Search code examples
performancebeautifulsoupfindall

BS4: How to reduce find_all to a minimum (ignoring instead of extracting)


I need to ignore Comments and Doctype for later operations (because I will replace some characters which will no longer allow me to distinguish comments and doctype later on).

Minimal Example

#!/usr/bin/env python3
import re
from bs4 import BeautifulSoup, Comment, Doctype


def is_toremove(element):
    return isinstance(element, Comment) or isinstance(element, Doctype)


def test1():
    html = \
    '''
    <!DOCTYPE html>
    word1 word2 word3 word4
    <!-- A comment -->
    '''
    soup = BeautifulSoup(html, features="html.parser")
    to_remove = soup.find_all(text=is_toremove)
    for element in to_remove:
        element.extract()

    # some operations needing soup.findAll
    for txt in soup.findAll(text=True):
        # some replace computations
        pass
    return soup
print(test1())

The intended result would be "word1 word2 word3 word4" replaced by the replace computations.
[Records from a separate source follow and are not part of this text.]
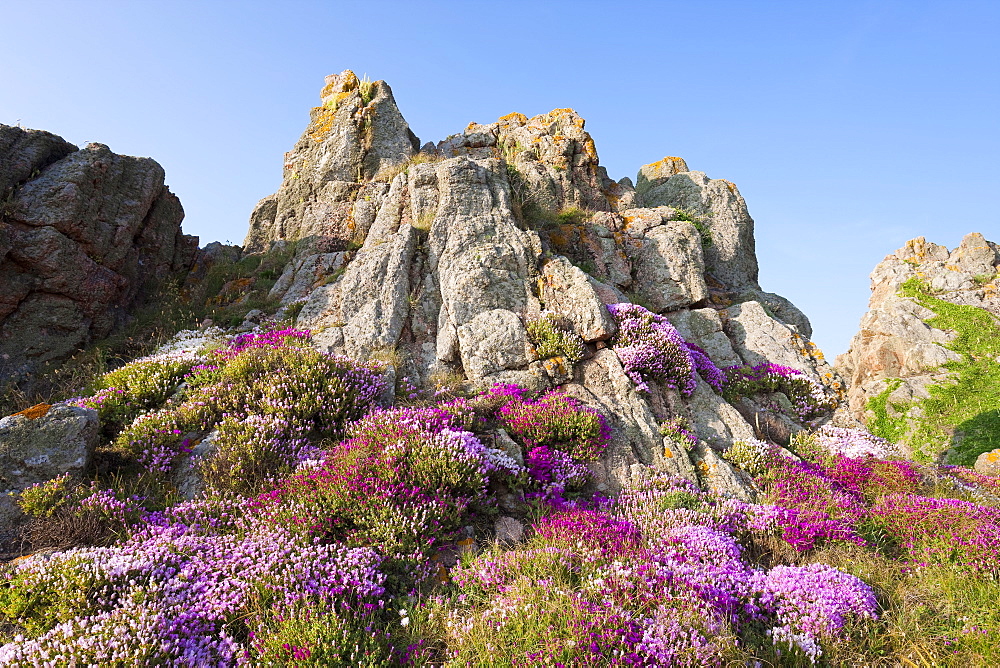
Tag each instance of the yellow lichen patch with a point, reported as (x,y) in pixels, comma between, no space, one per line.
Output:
(668,166)
(339,83)
(35,412)
(322,123)
(514,117)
It works, but I don't think it is very efficient. I thought about doing something like

for txt in soup.findAll(text=not is_toremove()):

to only work with the non removed parts.

So my questions are:

  1. Is there some inside magic going on that allows you to call findAll twice without being inefficient or
  2. How do I get them both into one find_all

I also tried to go for the parent tag:

if(not isinstance(txt, Doctype)

or

if(txt.parent.name != "[document]")

for example. This didn't changed a thing in my main program.


Solution

  • As stated in the comments, if you want to get only plain NavigableString, you can do this:

    from bs4 import BeautifulSoup, NavigableString
    
    
    html = '''
    <!DOCTYPE html>
    word1 word2 word3 word4
    <!-- A comment -->
    '''
    
    def is_string_only(t):
        return type(t) is NavigableString
    
    soup = BeautifulSoup(html, 'lxml')
    
    for visible_string in soup.find_all(text=is_string_only):
        print(visible_string)
    

    Prints:

    word1 word2 word3 word4